Framingham, Mass. — Staples, in a financial report showing higher profits for its fiscal fourth quarter, said it will close up to 225 stores in North America by 2015 as more than half its sales are now generated online.
In a statement, Staples said it would shut the stores as part of a $500 million cost-reduction program, but it explained Staples.com sales grew 10 percent in the fourth quarter. When the year ended more than 500,000 products were available on Staples.com vs. 100,000 at the beginning of the year.
The office-supply chain also reported that last year it eliminated more than 1 million square feet in North American stores through 40 net store closures and 40 downsizes and relocations. At the end of 2013 Staples ended the year with 1,846 stores in North America.
Ron Sargent, Staples’ chairman/CEO, did not provide details in the statement, except to say, “A year ago, we announced a plan to fundamentally reinvent our company. With nearly half of our sales generated online today, we’re meeting the changing needs of business customers and taking aggressive action to reduce costs and improve efficiency.”
Its financial reports for the quarter and the fiscal year, ended Feb. 1, showed total company sales for the quarter and the year were down, but Staples recorded a profit in both time periods.
In the fourth quarter of 2013, total company sales, ended Feb. 1, were $5.9 billion. Excluding $461 million of sales recorded during the 53rd week in fiscal year 2012, total company sales decreased 4 percent year on year.
Staples reported fourth-quarter income from continuing operations of $212 million, compared with $90 million achieved in prior year’s fourth quarter.
For the fiscal year, total company sales were $23.1 billion. Excluding the extra week in 2012, a 1 percent negative impact due to store closures, and a 1 percent negative impact due to changes in foreign exchange rates, full-year 2013 total company sales decreased approximately 2 percent vs. the prior year.
Staples reported full-year 2013 income from continuing operations of $707 million, compared with a loss of $161 million for the prior year.
In its North American stores and online in the fourth quarter Staples reported 12 percent lower sales year on year to $2.9 billion. Excluding the extra week in 2012, sales were down 6 percent.
Sales growth was negatively impacted by approximately 1 percent due to 63 store closures during the 12 months preceding the fourth quarter of 2013.
Comp-store sales, which exclude sales in Staples.com, decreased 7 percent, reflecting a 6 percent decline in traffic and a 1 percent decline in average order size vs. the prior year.
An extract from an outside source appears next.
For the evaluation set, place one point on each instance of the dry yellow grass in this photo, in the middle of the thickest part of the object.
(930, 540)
Staples.com sales grew 10 percent during the quarter, after excluding the impact of the extra week in 2012 and changes in foreign exchange rates. This reflects increased customer traffic and improved customer conversion.
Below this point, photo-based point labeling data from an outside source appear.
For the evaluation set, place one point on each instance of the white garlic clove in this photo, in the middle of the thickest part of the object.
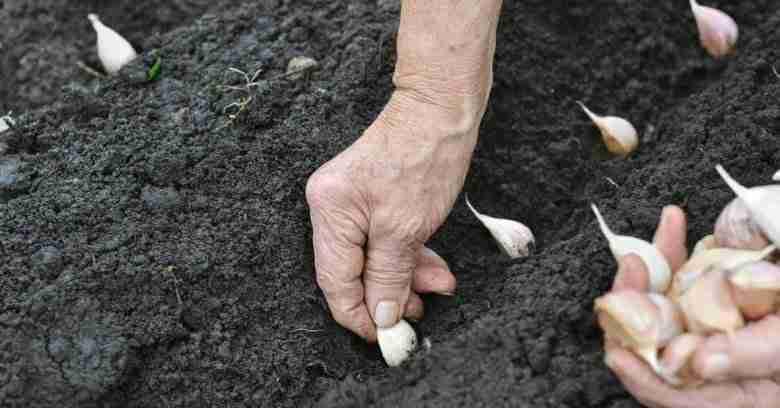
(676, 359)
(618, 134)
(114, 50)
(756, 287)
(762, 203)
(396, 343)
(735, 227)
(621, 245)
(639, 322)
(706, 243)
(513, 237)
(709, 306)
(701, 261)
(718, 32)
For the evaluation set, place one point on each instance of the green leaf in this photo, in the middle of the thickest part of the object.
(154, 71)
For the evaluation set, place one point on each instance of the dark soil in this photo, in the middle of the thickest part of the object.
(156, 255)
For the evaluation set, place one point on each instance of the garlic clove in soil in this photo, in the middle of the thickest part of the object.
(513, 237)
(718, 32)
(705, 244)
(640, 322)
(676, 360)
(701, 261)
(762, 203)
(621, 245)
(709, 306)
(756, 287)
(114, 50)
(396, 343)
(735, 227)
(618, 134)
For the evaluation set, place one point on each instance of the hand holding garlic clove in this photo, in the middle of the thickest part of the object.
(720, 293)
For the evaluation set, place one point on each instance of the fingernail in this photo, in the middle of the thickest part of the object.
(716, 366)
(386, 313)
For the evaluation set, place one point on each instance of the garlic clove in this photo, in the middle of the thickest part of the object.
(735, 227)
(114, 50)
(762, 203)
(706, 243)
(676, 359)
(621, 245)
(618, 134)
(725, 258)
(513, 237)
(396, 343)
(756, 287)
(640, 322)
(709, 306)
(718, 32)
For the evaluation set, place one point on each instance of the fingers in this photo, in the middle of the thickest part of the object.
(632, 274)
(670, 236)
(432, 274)
(752, 352)
(387, 279)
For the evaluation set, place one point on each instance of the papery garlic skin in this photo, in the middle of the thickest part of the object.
(618, 134)
(762, 203)
(705, 244)
(756, 287)
(114, 50)
(735, 227)
(396, 343)
(676, 360)
(635, 321)
(718, 32)
(701, 261)
(709, 306)
(621, 245)
(514, 238)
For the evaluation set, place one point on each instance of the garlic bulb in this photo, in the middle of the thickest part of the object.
(513, 237)
(762, 203)
(709, 306)
(756, 287)
(618, 134)
(640, 322)
(396, 343)
(706, 243)
(113, 50)
(735, 228)
(701, 261)
(676, 359)
(621, 245)
(718, 32)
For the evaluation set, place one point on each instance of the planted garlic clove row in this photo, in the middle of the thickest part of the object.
(621, 245)
(618, 134)
(641, 322)
(114, 50)
(763, 204)
(718, 32)
(514, 238)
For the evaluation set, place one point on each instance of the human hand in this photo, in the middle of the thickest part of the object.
(742, 370)
(375, 205)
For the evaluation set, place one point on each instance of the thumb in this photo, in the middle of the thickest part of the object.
(753, 352)
(387, 279)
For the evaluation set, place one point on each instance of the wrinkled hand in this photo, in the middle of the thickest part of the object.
(744, 369)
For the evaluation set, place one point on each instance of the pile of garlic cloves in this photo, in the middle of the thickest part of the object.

Operating income fell $141 million during the quarter to $176 million. The decline primarily reflects lower product margins in Staples.com, an unfavorable comparison to the highly profitable extra week last year, the negative impact of fixed costs on lower sales, and increased costs related to growth initiatives in Staples.com, the retailer said.
During the fourth quarter of 2013, the company closed 10 stores and opened one store in the U.S. and closed two stores in Canada.
For the full year, North American stores’ and online sales were $11.1 billion, a decrease of 6.1 percent compared with the prior year. Excluding the extra week of sales in 2012, a 1 percent negative impact due to store closures, and a 1 percent negative impact due to changes in foreign exchange rates, full-year 2013 sales decreased approximately 3 percent compared with the previous year.
Full year operating income was $733 million, down $254 million from the prior year.